One thing that this brings to light is just how many people download music. It's amazing to me the amount single tracks you find in people's collections when clicking on an artist. It's like, "Cool this guy has so-and-so-artist! Damn only one track"

That said this really is an uber-cool feature. If the network nazis didn't have our firewall locked down so damn tight I would have my Library shared out.


----------



## dlloyd (May 5, 2003)

Darkshadow, it works fine. Even from IE (wich I am stuck in right now)


----------



## toast (May 5, 2003)

Sacriledge !


----------



## Vyper (May 5, 2003)

Darkshadow, your library 0wnz


----------



## Darkshadow (May 5, 2003)

Um...I'll take that for a good thing. 

<shrugs> I've been recording mp3's almost since the format came out - long before there were any sharing apps and apps to encode mp3s were hard to come by.  Most of those are stuff I recorded off the radio. 

Wish I had kept everything I've done...I started back when my HD was a whopping 500 MB, so I've dropped a lot of stuff...


----------



## turncoat (May 5, 2003)

Darkshadow, thanks for sharing.


----------



## Darkshadow (May 6, 2003)

Sure.

Just a note - it'll be off today, I'll have it back up sometime this evening.


----------



## j79 (May 6, 2003)

whitesaint - cool music! thanks for sharing 

edit - oh wow! i can even check out your playlists 
this is so cool!


----------



## Vyper (May 9, 2003)

They're PW protected now


----------



## MikeXpop (May 16, 2003)

daap://mxp.kicks-ass.org

Not much to listen to now.
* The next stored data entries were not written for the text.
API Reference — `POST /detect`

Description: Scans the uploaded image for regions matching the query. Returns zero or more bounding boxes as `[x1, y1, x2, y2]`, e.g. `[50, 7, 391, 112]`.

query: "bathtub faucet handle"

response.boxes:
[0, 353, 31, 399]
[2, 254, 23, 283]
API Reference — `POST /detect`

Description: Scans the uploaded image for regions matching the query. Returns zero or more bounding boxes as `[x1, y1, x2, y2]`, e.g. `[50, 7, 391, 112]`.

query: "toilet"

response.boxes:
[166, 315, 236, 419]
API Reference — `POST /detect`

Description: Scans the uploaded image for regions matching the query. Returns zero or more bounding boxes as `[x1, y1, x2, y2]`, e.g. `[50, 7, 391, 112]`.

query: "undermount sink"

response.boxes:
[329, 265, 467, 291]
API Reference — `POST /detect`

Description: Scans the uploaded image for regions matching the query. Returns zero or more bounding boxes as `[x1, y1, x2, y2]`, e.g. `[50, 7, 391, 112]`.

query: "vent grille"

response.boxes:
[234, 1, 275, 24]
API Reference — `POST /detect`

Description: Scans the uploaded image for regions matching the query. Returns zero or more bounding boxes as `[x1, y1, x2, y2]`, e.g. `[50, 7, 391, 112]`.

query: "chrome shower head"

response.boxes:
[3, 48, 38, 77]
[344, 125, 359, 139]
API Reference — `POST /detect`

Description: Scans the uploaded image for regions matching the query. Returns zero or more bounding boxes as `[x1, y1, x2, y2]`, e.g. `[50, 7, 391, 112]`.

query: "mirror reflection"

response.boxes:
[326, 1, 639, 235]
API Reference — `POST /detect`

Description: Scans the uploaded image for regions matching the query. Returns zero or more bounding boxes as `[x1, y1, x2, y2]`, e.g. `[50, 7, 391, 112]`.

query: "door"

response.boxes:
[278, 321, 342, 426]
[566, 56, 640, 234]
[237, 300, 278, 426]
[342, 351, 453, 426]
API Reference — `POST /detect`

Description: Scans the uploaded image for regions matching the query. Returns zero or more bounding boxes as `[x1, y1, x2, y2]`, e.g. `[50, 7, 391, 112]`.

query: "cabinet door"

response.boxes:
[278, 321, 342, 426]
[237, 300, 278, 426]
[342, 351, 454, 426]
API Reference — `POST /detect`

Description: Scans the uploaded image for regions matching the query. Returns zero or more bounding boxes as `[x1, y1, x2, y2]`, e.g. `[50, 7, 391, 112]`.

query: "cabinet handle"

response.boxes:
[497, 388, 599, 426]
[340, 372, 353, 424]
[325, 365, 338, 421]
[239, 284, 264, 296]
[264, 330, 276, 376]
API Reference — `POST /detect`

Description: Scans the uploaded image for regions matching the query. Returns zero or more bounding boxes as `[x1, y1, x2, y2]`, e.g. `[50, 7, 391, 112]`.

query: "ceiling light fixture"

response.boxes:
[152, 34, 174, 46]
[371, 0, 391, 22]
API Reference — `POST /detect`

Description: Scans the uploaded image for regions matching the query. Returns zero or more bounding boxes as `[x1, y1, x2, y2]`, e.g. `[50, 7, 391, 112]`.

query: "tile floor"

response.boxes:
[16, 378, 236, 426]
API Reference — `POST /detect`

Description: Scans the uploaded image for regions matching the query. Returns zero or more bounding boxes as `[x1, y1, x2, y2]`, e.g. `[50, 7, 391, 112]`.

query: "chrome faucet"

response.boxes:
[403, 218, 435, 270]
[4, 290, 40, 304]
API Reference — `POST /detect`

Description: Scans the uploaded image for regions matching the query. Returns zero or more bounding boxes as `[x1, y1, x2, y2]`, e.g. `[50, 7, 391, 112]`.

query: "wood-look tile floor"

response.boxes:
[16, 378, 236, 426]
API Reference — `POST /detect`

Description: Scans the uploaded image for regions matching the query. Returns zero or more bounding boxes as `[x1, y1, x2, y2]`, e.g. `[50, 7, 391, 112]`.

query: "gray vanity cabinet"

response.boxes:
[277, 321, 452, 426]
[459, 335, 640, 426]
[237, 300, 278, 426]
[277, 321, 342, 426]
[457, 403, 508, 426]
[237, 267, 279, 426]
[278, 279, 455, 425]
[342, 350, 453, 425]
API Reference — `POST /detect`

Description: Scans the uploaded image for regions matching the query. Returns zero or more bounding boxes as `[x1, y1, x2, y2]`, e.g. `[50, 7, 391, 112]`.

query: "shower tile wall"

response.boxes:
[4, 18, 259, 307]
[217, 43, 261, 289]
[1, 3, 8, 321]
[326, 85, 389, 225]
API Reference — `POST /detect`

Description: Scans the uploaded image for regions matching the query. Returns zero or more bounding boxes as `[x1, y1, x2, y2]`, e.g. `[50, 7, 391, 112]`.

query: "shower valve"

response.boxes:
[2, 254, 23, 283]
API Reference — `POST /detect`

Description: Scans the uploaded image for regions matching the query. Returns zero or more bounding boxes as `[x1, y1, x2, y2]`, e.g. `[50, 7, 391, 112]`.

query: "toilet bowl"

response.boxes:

The only artists I really have are BNL, OK go, White Stripes, RHCP, and Ben Folds Five. Oh, and 53 Simpsons songs. 

Come on people, lets hear some more ip's!


----------



## mr. k (May 16, 2003)

heres my library - i might end up turning off sharing a lot if it is too much of a bandwidth sucker.  well see, but for now listen away!

My Music


----------



## MikeXpop (May 16, 2003)

> _Originally posted by mr. K _
> *heres my library - i might end up turning off sharing a lot if it is too much of a bandwidth sucker.  well see, but for now listen away!
> 
> My Music *



Did you remember to allow port 3689? I can't connect...


----------



## mr. k (May 17, 2003)

hmmm i forwarded it through my router last night... lemme check.  with port forwarding should i set it to tcp or udp?  that might be it.


----------



## Vyper (May 17, 2003)

I'm behind a router and I don't know if I point you to my router ip it'll connect to iTunes..

http://www.itunesstatus.com/

They have a nice list of iTunes hosts.


----------